The Commission will continue to use the surveillance cycles to educate companies about the greater transparency requirements under the NZ IRFS.
An in-depth review of the Commission's effectiveness found that it is discharging its responsibilities effectively and highly professionally, its Chair provides strong leadership and is supported by a high-calibre Commission and high-performance staff, that it processes a large volume of work efficiently and well, and follows good standards of practice. It also makes several suggestions of how the Commission could do better to meet market expectations.
The Commission is, however, constrained by out-of-date law that is uneven in coverage and heavily prescriptive. Its effectiveness is also limited by a narrow mandate and lack of powers, the proliferation of regulatory bodies and bottlenecks in the judicial process.
Chair Jane Diplock welcomed the report for its positive findings and for pinpointing what the Commission might do better. "This is an important moment in our history to be thinking strategically about where to go from here - how we organise ourselves and how we communicate with our stakeholders", she said.
"This is a good report card and a great opportunity."
The review was conducted by Michel Prada, the former chair of France's Securities Commission and Neil Walter, the former secretary of Foreign Affairs and Trade. The report follows KPMG's review of baseline funding of the Commission for the Ministry of Economic Development published in March 2009. It recommended an independent assessment of how well the Commission was achieving its regulatory objectives.
The authors say that, compared with corresponding overseas agencies, the Commission is delivering good value for money. Even allowing for this country's size, though, its resourcing levels are comparatively very light.
They recommend the Commission continue to focus on education, advice and persuasion, since most market participants willingly comply with accepted norms, but note it is also important to provide effective deterrence, with abuse and fraud being punished and being seen to be punished.
Along with more extensive powers, better resourcing,and a comprehensive overhaul of the system of market regulation, the report recommends a "future watch"function, advising the government on trends in international securities regulation.
Recent research found that issuers using the Trans-Tasman mutual recognition of securities offerings regime have saved on compliance costs for offering securities in the host country by up to 95 percent.
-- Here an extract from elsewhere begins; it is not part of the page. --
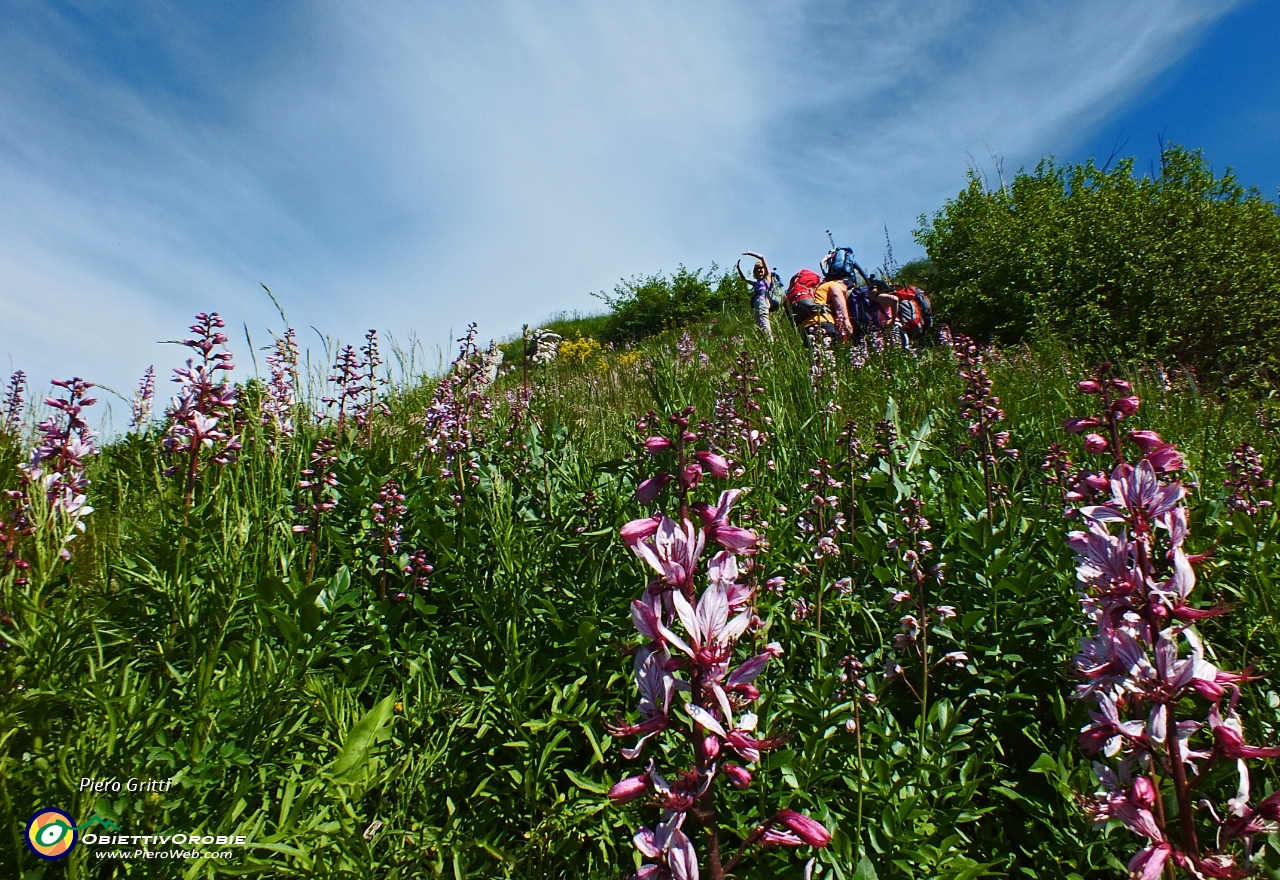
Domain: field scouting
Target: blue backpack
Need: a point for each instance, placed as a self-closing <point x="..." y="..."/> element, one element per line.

It found that the mutual recognition regime has reduced the additional legal and documentation costs to issuers offering securities in the host country by between 55 and 95 percent. The time to go to market was also significantly reduced - in one case by 25 percent.
Chairman Jane Diplock said, "The findings were encouraging.
"This is a world class example of how regulation can facilitate business. Mutual recognition is intended to aid Trans-Tasman business by giving investors more choice, and giving issuers deeper markets without higher issuing costs. The research confirms that this is the experience." she said.
The research was conducted by the Australian Securities and Investment Commission (ASIC) in consultation with the New Zealand Securities Commission.
Since coming into force in June 2008, the regime has been used by New Zealand companies seven times for capital raising in Australia. Australian companies have used it 253 times, predominantly for offering managed funds in New Zealand.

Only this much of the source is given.